What is the Codon SDK?
Why Codon SDK?
There is currently no way to identify AI agents that persist between invocations or across deployment environments. Every time you deploy an AI agent, it gets a new identity. There's no way to track that your 'customer-support-bot-v2' in staging has the same logic as 'customer-support-bot-v2' in production, making cost analysis, performance tracking, and debugging nearly impossible.
This gap means AI agent teams struggle to measure AI agent's runtime invocations, track usage metrics at the node-level, perform lineage reconstruction, enable cost attribution, and conduct debugging & reliability analytics across environments.
What It Does
That's why Codon assigns Universal IDs to AI agents, intelligently encoding their logic through Node IDs and Logic IDs that persist across deployments.
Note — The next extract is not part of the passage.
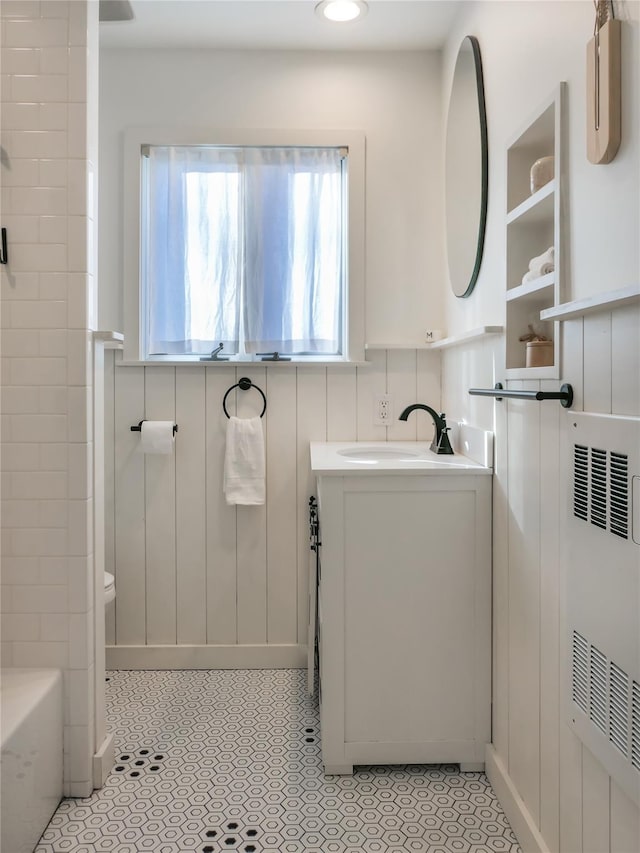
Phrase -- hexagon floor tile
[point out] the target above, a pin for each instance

The SDK wraps your existing framework code with comprehensive observability, creating an immutable tape of agent actions that can be used for compliance monitoring, debugging, and cost optimization.
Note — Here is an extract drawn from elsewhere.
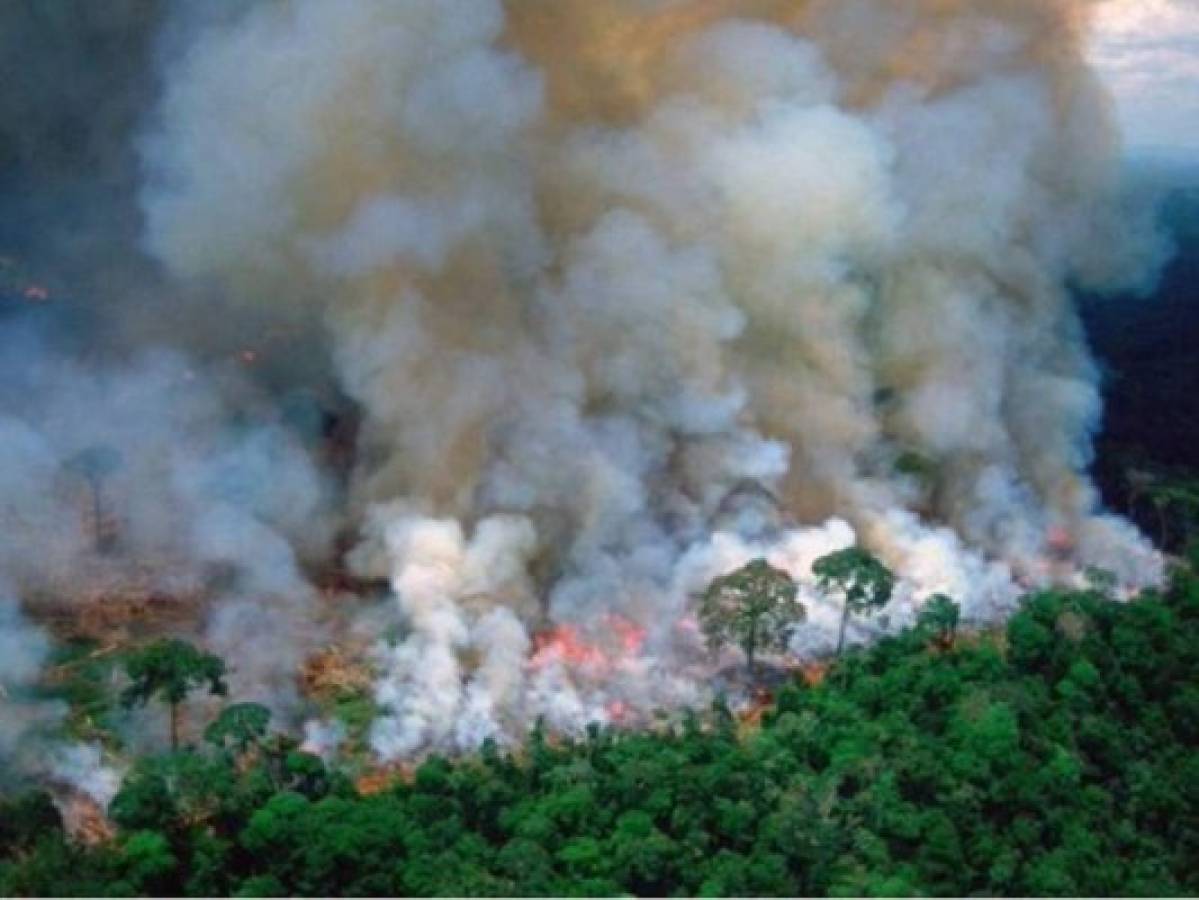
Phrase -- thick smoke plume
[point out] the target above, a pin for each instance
(626, 293)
The SDK provides common building blocks including immutable node specifications, logic ID generation, and a shared telemetry vocabulary. Framework-specific instrumentation packages emit OpenTelemetry spans enriched with Codon metadata.
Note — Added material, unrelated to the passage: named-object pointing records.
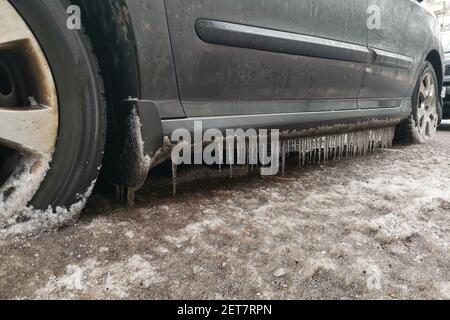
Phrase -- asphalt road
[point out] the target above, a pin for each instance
(371, 227)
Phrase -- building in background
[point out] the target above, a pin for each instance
(441, 9)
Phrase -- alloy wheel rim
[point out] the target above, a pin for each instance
(427, 116)
(28, 113)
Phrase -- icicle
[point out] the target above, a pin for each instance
(220, 154)
(174, 178)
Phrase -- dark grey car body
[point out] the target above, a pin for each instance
(286, 64)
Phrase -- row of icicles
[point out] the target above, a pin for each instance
(319, 150)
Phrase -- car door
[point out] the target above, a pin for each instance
(239, 57)
(388, 76)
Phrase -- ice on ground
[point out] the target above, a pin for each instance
(373, 228)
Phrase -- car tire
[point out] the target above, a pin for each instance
(82, 121)
(426, 114)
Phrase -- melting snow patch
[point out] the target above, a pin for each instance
(30, 221)
(94, 281)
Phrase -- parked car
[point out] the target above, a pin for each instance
(446, 46)
(73, 100)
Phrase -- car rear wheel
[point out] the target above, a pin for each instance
(52, 111)
(422, 125)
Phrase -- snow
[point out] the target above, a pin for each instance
(364, 228)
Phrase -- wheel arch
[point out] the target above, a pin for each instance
(110, 27)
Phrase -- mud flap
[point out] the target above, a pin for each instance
(143, 137)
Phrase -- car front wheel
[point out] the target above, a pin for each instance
(52, 110)
(422, 125)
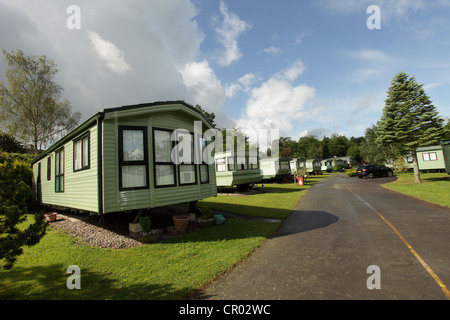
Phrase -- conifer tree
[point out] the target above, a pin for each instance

To access the full observability platform, sign up for a Codon account and obtain your API key.
View source: Codon SDK on GitHub
How Codon Works: Two-Layer Architecture
Layer 1: The Core SDK - Generates stable Node IDs and Logic IDs from agent graphs, plus provides the Workload interface that establishes the contract all concrete implementations must follow to communicate with the data collection system.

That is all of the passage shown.